Y volverán también los demás, como fantasmas, con sus cuerpos jóvenes y sus sueños aún de pie. Volverán en el recuerdo, gracias al viejo cuaderno.

Desde esta orilla del tiempo

Lo aterrador de ser revolcada y arrastrada por los relajos que celebra el mar es que no sabés si estás saliendo o hundiéndote más. La sal y la arena te raspan y se meten en tus ojos. Su fuerza es, por mucho, superior a cualquier maniobra humana. Si sos niña pequeñita aquello es pánico incendiario.

Nunca supe su nombre. En cuanto lo vi asomar entre una llamarada de olas marinas solo dije «ayúdeme, por favor.» Sé con certeza absoluta que lo dije. El recuerdo late, tan vivo, tan presente. Habita una metrópoli de la memoria.

Era delgado, supongo que joven, pero su bigote, de acuerdo a mi mirada de 9 años, le otorgó un grado instantáneo de vejez. Dijo que colocara mis manos en sus hombros, que me sujetara a él por la espalda. Después de un tiempo que se había hecho grande por el cansancio y el temor, ese pequeño inmenso contacto humano hizo una diferencia. Me confirió visibilidad en la atroz penumbra de una tarde-noche detrás de la reventazón del Océano Pacífico. Hubo momentos en los que pensé que nadie me encontraría. El hombre que me salvaba sabía cómo batirse a duelo con la bravura de aquel mar sin luz y nadar con una niña a cuestas hacia orilla segura.

El pánico fue resbalando, ya no apretaba mi garganta.

Visto desde esta orilla del tiempo, el cansancio dio paso al alivio y a una extraña sensación de seguridad, la que nace al sentirte rescatado. Cuando el señor salvador me colocó en la arena, yo aún no sabía que mi papá estaba muerto.

En esa arena me encontré de frente con dos de los que serían cuatro cadáveres. Uno de ellos era una niña. Una pequeña que en vida era fiesta y música. Jamás olvidaré su voz ronqueta y su coquetería de niñita adorada. El otro cadaver, su madre. Hacía apenas minutos u horas ¿Cuántas horas? La misma joven mujer trataba de tranquilizarnos con una canción antes de que la lancha y el mundo dieran la más violenta de las vueltas.
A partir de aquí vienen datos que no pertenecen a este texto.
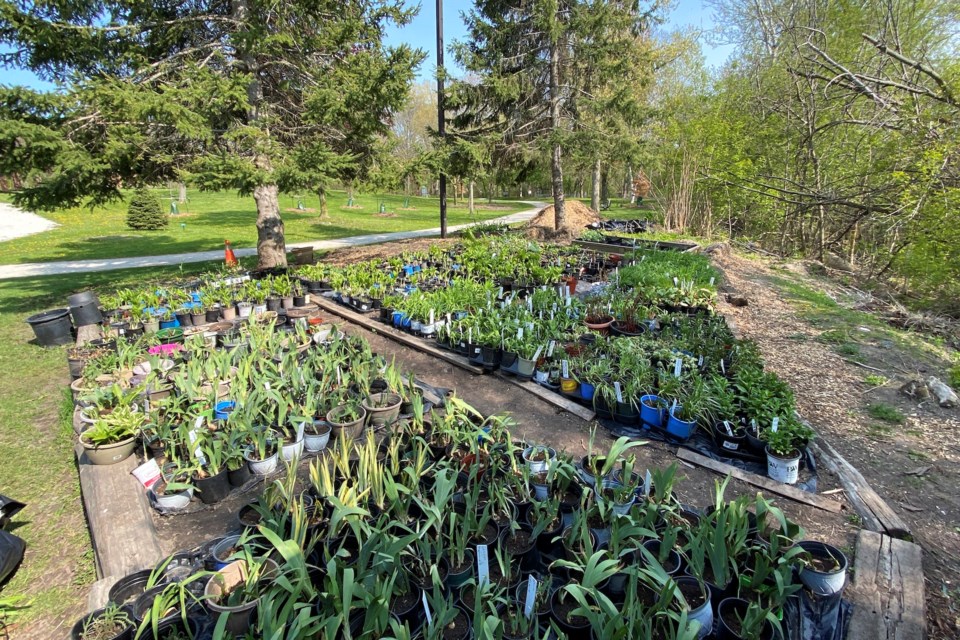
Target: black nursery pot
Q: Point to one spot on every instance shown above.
(214, 488)
(239, 477)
Ante la escena de los dos cuerpos todo se desordenó en mi cabeza. Pero mis pies pisaban arena firme. En mis pulmones el oxígeno encontraba sus caminos. El agua salada había perdido la oportunidad de asesinarme.

El hombre, que vestía apenas calzoncillos, se dio de nuevo al mar. Aún no salíamos todos.

Aquel domingo de eventos crueles, un joven de bigote, un hombre costeño, habitante del Jiote o de Las Lisas, tampoco lo sé, salvó mi vida. Nunca supe su nombre. Jamás volví para darle las gracias en persona. Fue un día como hoy, 21 de mayo, hace 43 años.

Esta tarde, desde las distancias que el tiempo tendió, vuelvo alma adentro a mi cueva con serena gratitud. No adivina el señor de la costa, el papel que juega su presencia en mis cavilaciones, en la historia feroz que vivimos esa tarde. Ignora los pensamientos que en su honor han cabalgado las honduras de mi cabeza.

Espero que sepa, o haya sabido, que salvó mi vida, que gracias a él, cuento esta historia. Que con casi 52 años, a veces, me aferro al recuerdo de lo que hizo por mí como si volviera a aferrarme a su espalda.